PortaPack (for HackRF)

• Add-on with touchscreen, controls, SD slot, clock, and case.

• Turns HackRF into a portable spectrum explorer (few MHz – 6 GHz).

  (Refrence:-https://github.com/pavsa/hackrf-spectrum-analyzer.git)

• Runs on USB battery + proper antenna. (Can be misused for illegal activity)

Keyless Entry & Rolling Code

• Used in cars & garage doors for remote lock/unlock.

• Rolling Code: generates single-use passcodes so codes don’t repeat.

• Exploit angle → If the signal doesn’t reach the car, the sequence can be intercepted & abused.

USB-C

• 24-pin reversible connector, replacing older USB types.

• EU mandate:

  • Phones, tablets, cameras & headphones → by Dec 28, 2024

  • Laptops → by Apr 28, 2026

• Goal: One universal charger/cable.

BAD USB-C (Overview)

• ESP32 Pico-based USB-C implant for executing keystrokes.

• Can run scripts, payloads, admin/root commands.

• With WiFi onboard, it can even bypass air-gapped systems (requires physical access).

Example:

BAD USB-C is an ESP32 Pico-based implant disguised as a USB-C device. It behaves like a normal USB peripheral, but in reality, it executes automated keystrokes and connects over WiFi.

How It Works

1. Physical Access → Connect the BAD USB-C to the target computer.

2. Remote Control → Connect to the device from your laptop, VM, or even a smartphone hotspot.

3. Payload Execution → BAD USB-C injects keystrokes on the victim’s machine as if typed by a user.

Example Attack Scenario

• Prepare a payload script (PowerShell or Batch).

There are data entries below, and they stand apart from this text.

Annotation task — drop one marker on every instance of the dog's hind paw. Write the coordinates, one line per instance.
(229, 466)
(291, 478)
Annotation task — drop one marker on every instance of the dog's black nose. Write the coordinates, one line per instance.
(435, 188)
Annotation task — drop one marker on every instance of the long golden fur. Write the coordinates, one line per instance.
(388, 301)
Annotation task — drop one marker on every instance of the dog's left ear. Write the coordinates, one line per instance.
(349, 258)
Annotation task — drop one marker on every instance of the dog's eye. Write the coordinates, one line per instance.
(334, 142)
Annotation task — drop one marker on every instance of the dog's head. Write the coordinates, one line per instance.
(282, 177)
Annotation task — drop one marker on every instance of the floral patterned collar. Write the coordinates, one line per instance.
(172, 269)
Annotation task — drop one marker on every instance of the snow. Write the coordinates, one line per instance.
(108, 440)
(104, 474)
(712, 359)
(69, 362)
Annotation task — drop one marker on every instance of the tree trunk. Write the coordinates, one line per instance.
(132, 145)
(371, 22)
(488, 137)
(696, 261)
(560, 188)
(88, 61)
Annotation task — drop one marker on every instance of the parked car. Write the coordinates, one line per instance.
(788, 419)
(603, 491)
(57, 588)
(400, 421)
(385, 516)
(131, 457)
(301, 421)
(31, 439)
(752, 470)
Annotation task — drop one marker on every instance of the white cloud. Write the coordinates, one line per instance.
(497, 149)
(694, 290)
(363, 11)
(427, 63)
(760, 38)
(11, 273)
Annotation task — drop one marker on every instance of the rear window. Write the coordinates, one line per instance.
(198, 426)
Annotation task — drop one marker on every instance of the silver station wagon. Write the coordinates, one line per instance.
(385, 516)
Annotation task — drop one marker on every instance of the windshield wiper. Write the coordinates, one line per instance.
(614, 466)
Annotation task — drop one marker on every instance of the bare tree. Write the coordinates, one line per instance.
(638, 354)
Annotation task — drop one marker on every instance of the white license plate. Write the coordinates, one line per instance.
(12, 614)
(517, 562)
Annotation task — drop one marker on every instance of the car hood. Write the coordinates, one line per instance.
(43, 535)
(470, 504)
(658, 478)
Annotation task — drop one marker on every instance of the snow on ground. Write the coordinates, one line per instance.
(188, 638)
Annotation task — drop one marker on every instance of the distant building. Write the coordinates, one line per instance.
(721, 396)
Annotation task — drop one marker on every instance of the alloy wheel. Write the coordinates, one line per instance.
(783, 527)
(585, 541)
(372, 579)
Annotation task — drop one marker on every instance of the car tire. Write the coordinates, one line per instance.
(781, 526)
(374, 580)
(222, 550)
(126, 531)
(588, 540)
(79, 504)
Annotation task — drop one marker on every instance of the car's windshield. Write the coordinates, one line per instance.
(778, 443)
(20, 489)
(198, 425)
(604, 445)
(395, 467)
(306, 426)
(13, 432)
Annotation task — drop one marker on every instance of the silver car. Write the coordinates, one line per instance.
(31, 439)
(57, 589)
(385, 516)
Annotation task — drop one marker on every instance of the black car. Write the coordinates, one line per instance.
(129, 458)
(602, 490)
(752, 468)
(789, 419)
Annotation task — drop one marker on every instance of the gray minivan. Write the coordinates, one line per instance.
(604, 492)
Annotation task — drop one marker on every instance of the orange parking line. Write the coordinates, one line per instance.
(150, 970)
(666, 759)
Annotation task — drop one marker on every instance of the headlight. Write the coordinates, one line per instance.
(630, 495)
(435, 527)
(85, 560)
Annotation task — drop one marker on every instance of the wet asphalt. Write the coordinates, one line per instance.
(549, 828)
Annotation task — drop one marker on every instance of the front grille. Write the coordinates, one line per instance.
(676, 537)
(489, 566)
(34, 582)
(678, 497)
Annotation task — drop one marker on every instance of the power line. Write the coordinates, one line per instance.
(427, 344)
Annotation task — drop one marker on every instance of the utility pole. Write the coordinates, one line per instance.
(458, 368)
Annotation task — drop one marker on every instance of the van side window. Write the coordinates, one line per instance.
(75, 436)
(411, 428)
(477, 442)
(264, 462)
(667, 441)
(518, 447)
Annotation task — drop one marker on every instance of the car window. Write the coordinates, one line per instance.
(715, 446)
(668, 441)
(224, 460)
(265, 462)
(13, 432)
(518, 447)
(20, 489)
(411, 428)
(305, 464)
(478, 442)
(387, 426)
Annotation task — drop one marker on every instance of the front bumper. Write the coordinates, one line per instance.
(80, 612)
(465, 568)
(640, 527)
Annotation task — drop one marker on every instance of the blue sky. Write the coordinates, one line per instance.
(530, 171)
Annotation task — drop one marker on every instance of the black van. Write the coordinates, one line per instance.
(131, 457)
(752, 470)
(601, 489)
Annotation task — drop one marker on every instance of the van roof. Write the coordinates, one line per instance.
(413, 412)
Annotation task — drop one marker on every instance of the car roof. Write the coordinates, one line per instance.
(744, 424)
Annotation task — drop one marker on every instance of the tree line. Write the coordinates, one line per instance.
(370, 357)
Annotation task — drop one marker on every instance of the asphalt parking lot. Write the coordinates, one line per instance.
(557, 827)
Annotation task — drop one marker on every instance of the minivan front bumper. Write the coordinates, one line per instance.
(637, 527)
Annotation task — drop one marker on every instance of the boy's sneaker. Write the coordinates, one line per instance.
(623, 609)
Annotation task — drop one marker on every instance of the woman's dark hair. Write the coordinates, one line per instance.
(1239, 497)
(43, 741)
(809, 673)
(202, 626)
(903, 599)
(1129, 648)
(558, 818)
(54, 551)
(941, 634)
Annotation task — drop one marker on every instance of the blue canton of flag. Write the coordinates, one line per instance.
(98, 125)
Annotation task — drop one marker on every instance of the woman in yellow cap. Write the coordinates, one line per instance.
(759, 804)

• BAD USB-C executes automatically once plugged in:

  • Opens Command Prompt or PowerShell.

  • Elevates to Administrator (via keystroke sequence).

  • Executes your script, e.g.:

    • Copies documents, credentials, or browser data.

    • Compresses them into a hidden archive.

    • Sends them back over WiFi.

Air-Gapped Bypass

An air-gapped system is normally secure because it’s isolated from any network. BAD USB-C, powered by ESP32 Pico with WiFi, can still bypass this protection.

1. Injects payloads via keystrokes (e.g., open CMD/PowerShell).

2. Collects files (docs, creds, logs).

3. Exfiltrates data over WiFi directly to the attacker’s device.

4. Stealth mode: BAD USB-C can connect to a hidden SSID (like a mobile hotspot) for operational security.

Example:-

• Plug BAD USB-C into an air-gapped PC → it runs a script to zip “.docx” files → connects to your hidden mobile hotspot → sends data over WiFi to your laptop.

• The air-gap is silently bypassed.Key point: Unlike normal USB-C, BAD USB-C is both injector and covert channel, making it far more dangerous.

The session showed a clear journey of how communication has evolved and how today’s networks work.

Along with this, the hardware segment showcased practical tools like P4wnP1, Pwnagotchi, Flipper Zero, and PortaPack, giving a glimpse into hardware hacking and security.